The machine that builds the machine is, ultimately, the sum of your operations. Which is to say, your processes. Why does this matter? Well, business leaders in general (and members of the tech community, in particular), have a tendency to prioritize and celebrate — above all else — the sanctity of product. From focusing myopically on product design to investing lavishly on product release parties, it would appear that many believe a company’s job is done once they have a prototype to demo on a stage floor.
This is, in a word, misguided.
Recently, Elon Musk, Chief Engineer, Founder, and CEO of SpaceX, sat down with General John Raymond, Chief of Space Operations for the U.S. Airforce, to discuss the challenge and importance in business of creating “The machine that builds the machine” — or, the connected systems of people and processes that internally power companies. “Designing the production system of a new product is at least an order of magnitude harder than designing the initial prototype,” Musk told Raymond. “Designing a rocket is trivial… If you understand equations, you can design a rocket… But making a production line that builds and launches many rockets… that’s extremely hard.”
He’s right. Designing, constructing, and maintaining internal processes and production systems that are conducive to efficiency and innovation at scale — whether you’re building rockets, cars, or software — is as much of an engineering challenge as designing and building the product itself (even though most don’t conceive of it as such).
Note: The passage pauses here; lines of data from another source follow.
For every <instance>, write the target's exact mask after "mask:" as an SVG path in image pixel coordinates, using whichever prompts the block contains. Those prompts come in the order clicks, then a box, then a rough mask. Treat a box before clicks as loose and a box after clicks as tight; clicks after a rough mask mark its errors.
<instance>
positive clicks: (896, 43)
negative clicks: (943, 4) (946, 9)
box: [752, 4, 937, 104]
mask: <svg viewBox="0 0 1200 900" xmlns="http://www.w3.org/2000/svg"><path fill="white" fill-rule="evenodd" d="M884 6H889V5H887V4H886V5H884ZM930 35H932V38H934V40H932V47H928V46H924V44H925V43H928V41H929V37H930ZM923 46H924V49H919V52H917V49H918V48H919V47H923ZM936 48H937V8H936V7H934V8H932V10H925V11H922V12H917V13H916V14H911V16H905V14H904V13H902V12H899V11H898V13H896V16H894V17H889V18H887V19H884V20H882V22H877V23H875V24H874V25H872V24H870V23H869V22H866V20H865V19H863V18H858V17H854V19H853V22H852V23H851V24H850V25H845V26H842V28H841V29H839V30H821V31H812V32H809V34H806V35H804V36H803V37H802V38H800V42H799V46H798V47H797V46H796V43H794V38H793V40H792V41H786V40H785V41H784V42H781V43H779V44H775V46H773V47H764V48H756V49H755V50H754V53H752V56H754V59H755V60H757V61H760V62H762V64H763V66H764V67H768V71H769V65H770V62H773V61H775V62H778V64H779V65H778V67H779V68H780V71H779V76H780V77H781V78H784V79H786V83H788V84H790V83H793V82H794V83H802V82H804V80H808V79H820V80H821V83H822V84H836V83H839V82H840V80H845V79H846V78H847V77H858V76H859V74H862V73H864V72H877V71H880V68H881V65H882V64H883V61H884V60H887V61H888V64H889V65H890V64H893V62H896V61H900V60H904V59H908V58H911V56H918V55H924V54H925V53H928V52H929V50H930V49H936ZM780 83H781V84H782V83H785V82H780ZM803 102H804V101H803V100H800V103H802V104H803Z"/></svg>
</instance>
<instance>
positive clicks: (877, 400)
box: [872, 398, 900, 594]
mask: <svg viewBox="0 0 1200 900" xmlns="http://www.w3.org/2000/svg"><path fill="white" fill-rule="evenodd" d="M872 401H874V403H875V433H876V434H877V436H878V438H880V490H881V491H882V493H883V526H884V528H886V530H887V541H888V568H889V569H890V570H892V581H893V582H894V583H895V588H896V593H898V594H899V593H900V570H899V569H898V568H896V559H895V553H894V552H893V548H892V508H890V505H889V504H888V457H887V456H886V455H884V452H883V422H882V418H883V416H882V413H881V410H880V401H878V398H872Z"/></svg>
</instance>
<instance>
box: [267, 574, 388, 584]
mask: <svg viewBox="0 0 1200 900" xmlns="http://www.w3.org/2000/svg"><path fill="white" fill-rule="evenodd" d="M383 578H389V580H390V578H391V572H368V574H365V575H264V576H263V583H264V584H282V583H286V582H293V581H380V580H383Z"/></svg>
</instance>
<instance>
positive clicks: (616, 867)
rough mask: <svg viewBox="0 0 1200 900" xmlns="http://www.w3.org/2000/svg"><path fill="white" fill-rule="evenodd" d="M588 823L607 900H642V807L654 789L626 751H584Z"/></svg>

In fact, it might be more challenging, requiring unparalleled levels of intellect, design skill, and focus, not to mention empathy and psychological awareness.
So, too, is it more consequential. The “machine that builds the machine,” to borrow Musk’s words, is what allows companies to produce great and important things regularly.
Good business operations today function much like manufacturing production systems. Well-designed business operations teams build strategic and scalable processes that optimize for efficiency and performance. The best of these processes accommodate and adapt to the needs and preferences of people, empowering them to spend their time valuably, focusing on work befitting their intelligence and skill. When ops personnel are so prioritized, appreciated, and enabled, they do indeed comprise well-oiled machines.
So, too, do they lower production costs, improve efficiency, and increase output. They’re what ultimately transform good ideas into great companies.
We believe this to be a crucial point to draw attention to. For too long companies, influencers, and the media writ large have disregarded the importance of business ops — of creating with purpose and empathy internal processes and systems that empower teams and businesses behind the scenes — and lent outsized credence to the intrinsic importance of outcome itself, as if operational challenges can be solved by simply purchasing and implementing a new piece of technology, like a CRM. Often, inside companies, this “tech-first” thinking manifests in the form of complex systems that no one uses; multiple tools for a single process; and people performing manual work just to fill in technology gaps.
This is a grave mistake. The truth is that tech — whether in the form of the apps we purchase or the products we build — means nothing without talented ops teams emboldened and guided by strategic thinking about the holistic operations “machine.”
The “machine” without a production process is of almost no value.
(This is true of all manner of machines, by the way, from rockets and satellites to day-to-day work tools.)
At the end of the day, to focus myopically on the thing you’re building — as opposed to the way you’re building it — is to hamstring your company’s innovative capacity and shortchange the value consumers ultimately derive from your business.
It’s imperative companies begin doing the opposite. Investing in and focusing on business ops is paramount. In the future, it’s what will allow for companies to optimize their productive capacity and maximize their societal impact.
But we’re not there yet. To do things like send reusable rockets into space regularly, or create software that liberates and empowers employees systematically, we all need to ditch our outdated product-first thinking in favor of recognizing — tangibly and logistically — the importance of the people, systems, and processes that power products behind the scenes.